Bank of Canada Holds Interest Rates Steady as Officials Grapple With Policy Dilemma — 2nd Update

The Bank of Canada held its policy rate steady at 2.25% for the fifth consecutive decision, citing a policy dilemma between economic weakness and inflation risks tied to energy prices. Governor Tiff Macklem emphasized that while inflation is expected to hover near 3% due to elevated crude-oil costs, the bank will monitor whether these pressures spread to broader price increases, potentially prompting future rate adjustments.

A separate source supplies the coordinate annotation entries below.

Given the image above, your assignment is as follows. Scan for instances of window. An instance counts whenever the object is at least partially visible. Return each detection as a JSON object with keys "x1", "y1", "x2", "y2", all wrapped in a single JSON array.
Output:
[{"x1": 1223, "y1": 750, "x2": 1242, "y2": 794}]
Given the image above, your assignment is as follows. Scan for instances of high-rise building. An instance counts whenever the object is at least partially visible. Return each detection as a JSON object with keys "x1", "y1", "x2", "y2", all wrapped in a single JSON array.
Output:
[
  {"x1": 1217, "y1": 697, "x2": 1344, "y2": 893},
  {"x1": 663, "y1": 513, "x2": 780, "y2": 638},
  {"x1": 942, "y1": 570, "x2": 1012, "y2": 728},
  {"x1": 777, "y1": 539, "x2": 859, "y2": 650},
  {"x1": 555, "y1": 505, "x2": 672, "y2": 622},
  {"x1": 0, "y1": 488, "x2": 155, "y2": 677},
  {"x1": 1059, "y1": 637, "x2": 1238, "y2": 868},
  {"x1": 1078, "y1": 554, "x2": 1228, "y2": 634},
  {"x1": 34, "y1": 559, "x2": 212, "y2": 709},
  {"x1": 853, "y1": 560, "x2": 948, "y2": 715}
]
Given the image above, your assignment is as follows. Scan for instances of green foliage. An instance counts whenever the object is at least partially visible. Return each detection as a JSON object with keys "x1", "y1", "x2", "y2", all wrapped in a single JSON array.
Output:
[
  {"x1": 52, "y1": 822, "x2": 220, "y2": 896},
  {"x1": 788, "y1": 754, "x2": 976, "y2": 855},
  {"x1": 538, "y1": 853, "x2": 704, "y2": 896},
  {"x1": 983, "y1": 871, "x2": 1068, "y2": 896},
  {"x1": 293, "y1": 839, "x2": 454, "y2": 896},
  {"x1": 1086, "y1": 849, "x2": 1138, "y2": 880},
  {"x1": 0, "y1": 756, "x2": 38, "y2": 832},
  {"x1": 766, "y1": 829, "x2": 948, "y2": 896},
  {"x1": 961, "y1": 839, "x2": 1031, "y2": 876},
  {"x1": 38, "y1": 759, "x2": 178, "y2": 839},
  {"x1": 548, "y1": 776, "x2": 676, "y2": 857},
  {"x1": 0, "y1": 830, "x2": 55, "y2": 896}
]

The Bank of Canada announced Wednesday it would maintain its policy interest rate at 2.25%, marking its fifth consecutive decision to keep rates unchanged. Governor Tiff Macklem stated that the current rate level balances the risks of further slowing economic growth and allowing inflation to persist. The bank expects inflation to remain around 3% in the coming months, driven primarily by elevated crude-oil prices, though it has seen little evidence of broader price increases beyond energy costs. Canada’s gross domestic product shrank by 0.1% annualized in the first quarter, following a 1.5% contraction in the fourth quarter, raising debates about a potential recession. However, the C.D. Howe Institute’s business-cycle council ruled out a recession declaration, citing insufficient depth and diffusion in the downturn. Macklem acknowledged economic weakness but noted that while growth has stalled, the economy has not clearly entered a recession. The bank’s decision reflects uncertainty over global factors, including the Middle East conflict and U.S. trade policy. Macklem outlined potential triggers for future rate changes: a cut if the U.S. imposes new trade measures against Canada, or hikes if the Iran-U.S. war prolongs energy price spikes and embeds inflation expectations. He emphasized that while the bank will look past the war’s near-term inflation impact, sustained high energy prices could force broader policy adjustments. Inflation in Canada rose 2.8% year-over-year in April, but core inflation—excluding volatile items like food and energy—averaged 2.05%, the slowest pace in over five years. Economists, including Charles St-Arnaud of Servus Credit Union, expect the Bank of Canada to hold rates steady for the remainder of 2024, given the conflicting pressures of weak growth and inflation risks. Macklem reiterated that the bank remains vigilant, ready to act if economic conditions warrant further intervention.